Determining the Difficulty and Discrimination Parameters of a Mathematics Performance-Based Assessment

Abstract

Performance-based assessment (PBA) is different from traditional testing methods in that PBA presents real-life problems for students to solve by integrating critical thinking with their content knowledge and skills. Implementing PBA regularly in mathematics classes is associated with improved student achievement and motivation to learn; however, there are concerns about the general lack of psychometric data to support the use of performance assessments. To address such concerns, this study applied item response theory to estimate the difficulty and discrimination indices of items that comprised a newly developed mathematics PBA. Data were collected by administering the PBA to 750 senior high school students in the Western Region of Ghana. The results indicated that the difficulty and discrimination levels of each item were satisfactory, which suggests that well-designed and properly vetted math PBA items would improve classroom assessments as well as high-stakes tests administered on a large scale. Additional recommendations are included at the end of this paper.

Share and Cite:

Gyamfi, A. and Wren, D. (2022) Determining the Difficulty and Discrimination Parameters of a Mathematics Performance-Based Assessment. Creative Education, 13, 3483-3489. doi: 10.4236/ce.2022.1311223.

1. Introduction

Student achievement in mathematics has been hindered by various challenges related to assessment (Gao, 2012; Nortvedt & Buchholtz, 2018; Suurtamm et al., 2016). Two challenges are “a focus on recall of isolated items of knowledge… [and] inadequacy in aligning assessment tasks with students’ real-life situations” (Gao, 2012: p. 63). Performance assessment, also called performance-based assessment (PBA), addresses these concerns in ways that traditional assessments do not. On a PBA, examinees perform the actual skills that the test was designed to measure (American Educational Research Association, American Psychological Association, & National Council on Measurement in Education, 2014) . In contrast to most traditional tests, PBA requires students to think critically and apply their knowledge to create a response or a product. Furthermore, PBA incorporates real-world tasks and contexts, thus making the assessment more relevant to students than multiple-choice tests (Wiggins & McTighe, 2005). Implementing performance assessment in mathematics classes not only enhances the quality of instruction and improves student achievement (Mulana et al., 2021; Stone & Lane, 2003), the practice motivates students in their learning as well (Arhin, 2015; Balik, 2012).

The use of performance assessment comes with its own set of challenges. For decades, experts have reported that “the usual suspects” of administering PBA on a large scale are costs and scoring subjectivity (e.g., Darling-Hammond & Adamson, 2010; Madaus & O’Dwyer, 1999; Stiggins & Bridgeford, 1984; Wren & Gareis, 2019). Another problem is the typical lack of psychometric evidence to support the use of PBA in educational settings (Davey et al., 2015; DiCerbo et al., 2016; Stecher et al., 2000).
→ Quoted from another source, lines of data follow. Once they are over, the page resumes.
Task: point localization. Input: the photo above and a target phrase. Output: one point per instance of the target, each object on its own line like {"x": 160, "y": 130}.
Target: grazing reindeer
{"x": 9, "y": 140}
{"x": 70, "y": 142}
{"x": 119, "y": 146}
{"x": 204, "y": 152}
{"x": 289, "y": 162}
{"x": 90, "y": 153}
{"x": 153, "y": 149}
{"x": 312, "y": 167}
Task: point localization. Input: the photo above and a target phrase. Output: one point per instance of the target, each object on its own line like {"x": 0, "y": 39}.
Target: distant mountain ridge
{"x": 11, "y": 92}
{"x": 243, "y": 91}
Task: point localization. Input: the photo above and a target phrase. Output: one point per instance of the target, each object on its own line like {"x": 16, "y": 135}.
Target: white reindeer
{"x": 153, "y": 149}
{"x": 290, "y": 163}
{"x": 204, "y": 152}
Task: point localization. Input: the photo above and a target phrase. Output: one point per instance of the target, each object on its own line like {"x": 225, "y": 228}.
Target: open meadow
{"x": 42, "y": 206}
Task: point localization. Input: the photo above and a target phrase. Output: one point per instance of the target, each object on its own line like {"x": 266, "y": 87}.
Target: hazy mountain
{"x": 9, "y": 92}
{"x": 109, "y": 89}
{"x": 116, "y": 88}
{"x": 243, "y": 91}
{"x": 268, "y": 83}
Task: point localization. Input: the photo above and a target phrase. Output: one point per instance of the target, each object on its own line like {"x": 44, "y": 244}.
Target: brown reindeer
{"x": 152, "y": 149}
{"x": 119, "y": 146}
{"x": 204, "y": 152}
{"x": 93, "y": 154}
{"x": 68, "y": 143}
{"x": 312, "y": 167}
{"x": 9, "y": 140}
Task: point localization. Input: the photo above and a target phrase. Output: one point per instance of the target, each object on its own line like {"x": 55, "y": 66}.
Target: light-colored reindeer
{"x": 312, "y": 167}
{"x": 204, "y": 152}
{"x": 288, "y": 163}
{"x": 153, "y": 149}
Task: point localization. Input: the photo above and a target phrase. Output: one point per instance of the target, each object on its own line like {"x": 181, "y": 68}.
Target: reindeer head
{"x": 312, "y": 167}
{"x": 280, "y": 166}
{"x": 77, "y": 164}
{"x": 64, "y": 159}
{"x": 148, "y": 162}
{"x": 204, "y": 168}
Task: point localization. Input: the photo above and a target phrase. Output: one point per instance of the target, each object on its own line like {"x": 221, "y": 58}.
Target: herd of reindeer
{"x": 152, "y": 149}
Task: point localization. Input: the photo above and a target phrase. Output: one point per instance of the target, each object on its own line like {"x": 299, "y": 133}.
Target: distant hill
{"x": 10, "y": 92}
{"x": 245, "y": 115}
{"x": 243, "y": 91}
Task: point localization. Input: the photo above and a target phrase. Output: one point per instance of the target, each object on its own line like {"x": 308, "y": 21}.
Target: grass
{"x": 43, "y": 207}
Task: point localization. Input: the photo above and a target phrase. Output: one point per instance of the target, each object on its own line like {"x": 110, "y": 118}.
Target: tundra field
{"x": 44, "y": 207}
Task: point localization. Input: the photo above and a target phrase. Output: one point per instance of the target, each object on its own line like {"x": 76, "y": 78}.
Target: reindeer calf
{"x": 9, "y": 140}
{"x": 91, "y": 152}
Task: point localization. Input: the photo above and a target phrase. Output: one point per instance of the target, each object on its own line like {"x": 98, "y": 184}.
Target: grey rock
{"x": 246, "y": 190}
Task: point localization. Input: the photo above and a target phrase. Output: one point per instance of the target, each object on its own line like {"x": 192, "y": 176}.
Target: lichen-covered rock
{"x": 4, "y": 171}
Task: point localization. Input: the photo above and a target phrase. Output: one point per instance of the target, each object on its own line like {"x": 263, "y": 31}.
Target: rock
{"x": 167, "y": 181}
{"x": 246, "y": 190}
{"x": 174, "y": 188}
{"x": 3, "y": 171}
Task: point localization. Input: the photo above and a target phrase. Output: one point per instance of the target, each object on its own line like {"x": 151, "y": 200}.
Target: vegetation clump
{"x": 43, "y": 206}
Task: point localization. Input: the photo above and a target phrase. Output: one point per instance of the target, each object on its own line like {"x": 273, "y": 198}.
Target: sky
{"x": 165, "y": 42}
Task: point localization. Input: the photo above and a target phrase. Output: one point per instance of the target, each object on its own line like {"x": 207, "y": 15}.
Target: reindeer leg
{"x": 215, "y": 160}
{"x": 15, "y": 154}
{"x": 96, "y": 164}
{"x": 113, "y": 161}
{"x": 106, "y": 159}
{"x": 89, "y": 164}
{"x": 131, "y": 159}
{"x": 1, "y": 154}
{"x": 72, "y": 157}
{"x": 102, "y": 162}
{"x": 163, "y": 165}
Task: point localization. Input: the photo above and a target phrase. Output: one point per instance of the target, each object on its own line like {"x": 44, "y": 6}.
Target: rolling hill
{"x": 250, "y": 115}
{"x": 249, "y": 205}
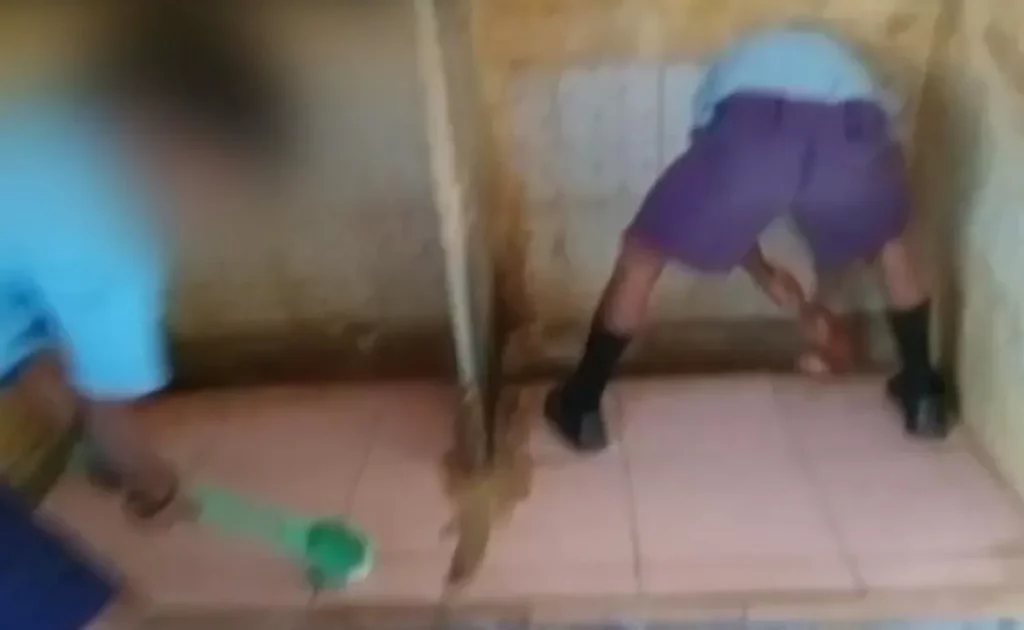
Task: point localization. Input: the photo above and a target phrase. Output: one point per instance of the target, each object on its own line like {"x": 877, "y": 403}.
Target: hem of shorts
{"x": 674, "y": 254}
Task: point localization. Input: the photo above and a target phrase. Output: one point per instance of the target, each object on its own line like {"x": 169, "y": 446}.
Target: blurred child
{"x": 788, "y": 121}
{"x": 181, "y": 114}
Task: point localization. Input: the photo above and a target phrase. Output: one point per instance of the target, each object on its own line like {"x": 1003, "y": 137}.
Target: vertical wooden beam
{"x": 446, "y": 70}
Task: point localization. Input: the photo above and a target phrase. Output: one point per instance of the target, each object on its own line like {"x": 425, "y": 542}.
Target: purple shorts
{"x": 45, "y": 582}
{"x": 836, "y": 168}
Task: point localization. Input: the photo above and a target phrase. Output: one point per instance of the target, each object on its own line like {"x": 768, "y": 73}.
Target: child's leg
{"x": 919, "y": 387}
{"x": 109, "y": 326}
{"x": 116, "y": 446}
{"x": 574, "y": 408}
{"x": 705, "y": 211}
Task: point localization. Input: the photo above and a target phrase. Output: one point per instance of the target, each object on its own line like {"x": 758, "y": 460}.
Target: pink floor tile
{"x": 401, "y": 579}
{"x": 850, "y": 415}
{"x": 183, "y": 427}
{"x": 910, "y": 503}
{"x": 544, "y": 445}
{"x": 668, "y": 417}
{"x": 185, "y": 567}
{"x": 932, "y": 572}
{"x": 300, "y": 449}
{"x": 400, "y": 497}
{"x": 721, "y": 506}
{"x": 557, "y": 579}
{"x": 750, "y": 575}
{"x": 578, "y": 512}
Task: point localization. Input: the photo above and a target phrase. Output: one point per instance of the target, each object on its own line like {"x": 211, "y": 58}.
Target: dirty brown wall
{"x": 988, "y": 78}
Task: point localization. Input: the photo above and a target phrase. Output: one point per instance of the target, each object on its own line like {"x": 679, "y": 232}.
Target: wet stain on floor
{"x": 485, "y": 495}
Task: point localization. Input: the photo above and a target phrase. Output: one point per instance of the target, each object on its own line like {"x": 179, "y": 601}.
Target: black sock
{"x": 910, "y": 330}
{"x": 585, "y": 387}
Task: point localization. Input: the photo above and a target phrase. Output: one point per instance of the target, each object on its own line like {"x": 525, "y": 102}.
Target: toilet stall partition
{"x": 458, "y": 161}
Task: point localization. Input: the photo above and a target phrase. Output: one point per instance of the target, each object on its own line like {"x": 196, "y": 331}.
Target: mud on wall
{"x": 589, "y": 99}
{"x": 989, "y": 77}
{"x": 341, "y": 271}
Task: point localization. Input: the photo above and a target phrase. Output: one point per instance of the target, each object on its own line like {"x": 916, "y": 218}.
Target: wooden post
{"x": 453, "y": 111}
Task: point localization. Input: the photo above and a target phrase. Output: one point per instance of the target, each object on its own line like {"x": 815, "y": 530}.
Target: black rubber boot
{"x": 919, "y": 389}
{"x": 924, "y": 405}
{"x": 584, "y": 432}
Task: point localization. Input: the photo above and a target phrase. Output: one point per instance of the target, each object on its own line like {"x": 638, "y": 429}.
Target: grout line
{"x": 631, "y": 486}
{"x": 803, "y": 460}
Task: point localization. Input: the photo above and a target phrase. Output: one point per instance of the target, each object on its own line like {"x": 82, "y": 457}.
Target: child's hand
{"x": 784, "y": 290}
{"x": 832, "y": 348}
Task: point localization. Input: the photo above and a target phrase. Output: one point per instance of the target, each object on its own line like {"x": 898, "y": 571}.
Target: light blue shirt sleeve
{"x": 79, "y": 239}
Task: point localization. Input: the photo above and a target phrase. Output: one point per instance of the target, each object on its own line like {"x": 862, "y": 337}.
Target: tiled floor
{"x": 742, "y": 486}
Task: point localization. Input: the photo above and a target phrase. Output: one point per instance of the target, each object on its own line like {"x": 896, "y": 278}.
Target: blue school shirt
{"x": 81, "y": 268}
{"x": 795, "y": 61}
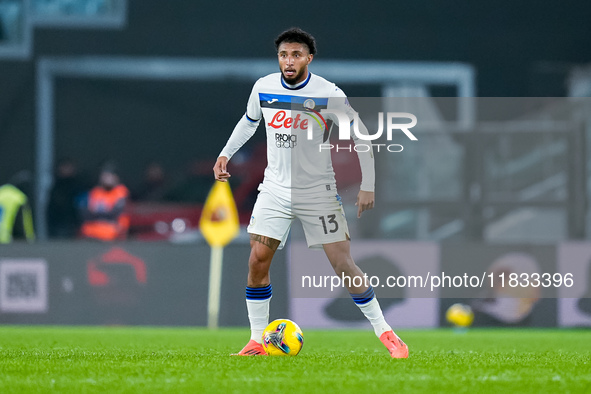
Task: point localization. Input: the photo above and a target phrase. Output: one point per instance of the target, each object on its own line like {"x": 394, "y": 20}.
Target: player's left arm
{"x": 366, "y": 195}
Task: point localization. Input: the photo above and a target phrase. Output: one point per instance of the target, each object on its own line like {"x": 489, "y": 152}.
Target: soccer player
{"x": 299, "y": 182}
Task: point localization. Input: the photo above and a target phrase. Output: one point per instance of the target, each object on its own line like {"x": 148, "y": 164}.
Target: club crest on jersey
{"x": 286, "y": 140}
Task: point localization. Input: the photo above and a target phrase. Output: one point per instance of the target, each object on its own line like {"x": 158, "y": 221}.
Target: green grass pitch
{"x": 195, "y": 360}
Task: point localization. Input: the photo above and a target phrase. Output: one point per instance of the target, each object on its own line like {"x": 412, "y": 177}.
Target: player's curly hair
{"x": 295, "y": 34}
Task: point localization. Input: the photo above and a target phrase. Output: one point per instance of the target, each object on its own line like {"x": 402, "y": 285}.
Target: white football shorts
{"x": 319, "y": 209}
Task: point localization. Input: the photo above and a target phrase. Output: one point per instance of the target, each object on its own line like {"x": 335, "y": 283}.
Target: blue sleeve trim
{"x": 251, "y": 119}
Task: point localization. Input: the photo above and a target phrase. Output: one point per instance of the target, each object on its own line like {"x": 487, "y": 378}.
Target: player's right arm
{"x": 245, "y": 128}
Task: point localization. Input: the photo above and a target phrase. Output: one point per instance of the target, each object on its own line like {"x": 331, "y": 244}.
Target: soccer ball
{"x": 283, "y": 338}
{"x": 460, "y": 315}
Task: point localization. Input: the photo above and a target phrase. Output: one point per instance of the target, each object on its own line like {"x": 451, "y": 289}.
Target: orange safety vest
{"x": 101, "y": 200}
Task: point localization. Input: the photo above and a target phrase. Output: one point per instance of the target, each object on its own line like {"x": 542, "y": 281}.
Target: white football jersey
{"x": 290, "y": 112}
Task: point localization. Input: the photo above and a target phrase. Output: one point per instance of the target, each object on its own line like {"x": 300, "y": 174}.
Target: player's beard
{"x": 295, "y": 79}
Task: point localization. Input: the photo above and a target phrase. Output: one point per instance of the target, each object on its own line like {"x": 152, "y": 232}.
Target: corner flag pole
{"x": 215, "y": 286}
{"x": 219, "y": 226}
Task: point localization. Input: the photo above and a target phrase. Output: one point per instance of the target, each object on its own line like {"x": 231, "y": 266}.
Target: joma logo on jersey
{"x": 281, "y": 120}
{"x": 286, "y": 140}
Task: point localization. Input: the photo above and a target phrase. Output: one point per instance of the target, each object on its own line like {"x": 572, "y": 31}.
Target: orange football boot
{"x": 395, "y": 346}
{"x": 252, "y": 348}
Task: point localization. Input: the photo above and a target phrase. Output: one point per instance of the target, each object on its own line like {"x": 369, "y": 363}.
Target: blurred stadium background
{"x": 143, "y": 82}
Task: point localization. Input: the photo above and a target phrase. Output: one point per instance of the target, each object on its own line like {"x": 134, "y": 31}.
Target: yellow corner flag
{"x": 219, "y": 218}
{"x": 219, "y": 225}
A related issue is developing performance assessments that are appropriate for students with diverse ability levels, as “it is quite conceivable that a well-designed performance assessment could be administered and yet fail to provide useful data if the assessment is delivered at a level that is either too difficult or too easy for the student being assessed” (Bahr, 2007: p. 34). Performance assessments are seldom analyzed to determine the degree of difficulty or how well they discriminate between students at different proficiency levels.

Classical test theory (CTT) has served the educational and psychological measurement community admirably for over 100 years, but CTT models have shortcomings due to the theory’s assumptions. One problem associated with CTT is that item statistics—specifically difficulty and discrimination indices—are dependent on the general ability level of the sample of examinees employed during the test development process (Hambleton, 2000). For example, a homogeneous sample of high-ability examinees might yield data that indicates the items are easier and less variant than if data from a heterogeneous sample was used to develop the test. Item response theory (IRT), which appeared on the educational and psychological measurement scene much later, involves the relationship between examinees’ ability levels and their responses to test items. For this reason, contemporary researchers and practitioners in the measurement field tend to prefer IRT models to calculate item difficulty and item discrimination parameters.

2. Methodology

The aim of the study was to apply item response theory to determine the difficulty and discrimination parameters of items on a performance-based assessment developed by the primary author. The PBA comprised five mathematics computation items presented in real-life scenarios. Each item was designed to assess the proficiency of senior high school (SHS) students in these math domains: transformation, descriptive statistics, mensuration, geometric construction, and linear equations. Item 4, the geometric construction item, is shown in Figure 1.

A total of 750 SHS students in the Western Region of Ghana were administered the PBA. The sample consisted exclusively of SHS 3 students (i.e., students in their third and final year of high school) from two randomly selected classes at 15 high schools, stratified according to the Ghana Education Service’s SHS categorization system. There were five schools from each of the three highest SHS categories: A, B, and C. Senior high schools in the highest categories are government or public schools, which are considered the best schools in the traditionally competitive Ghanaian secondary school system.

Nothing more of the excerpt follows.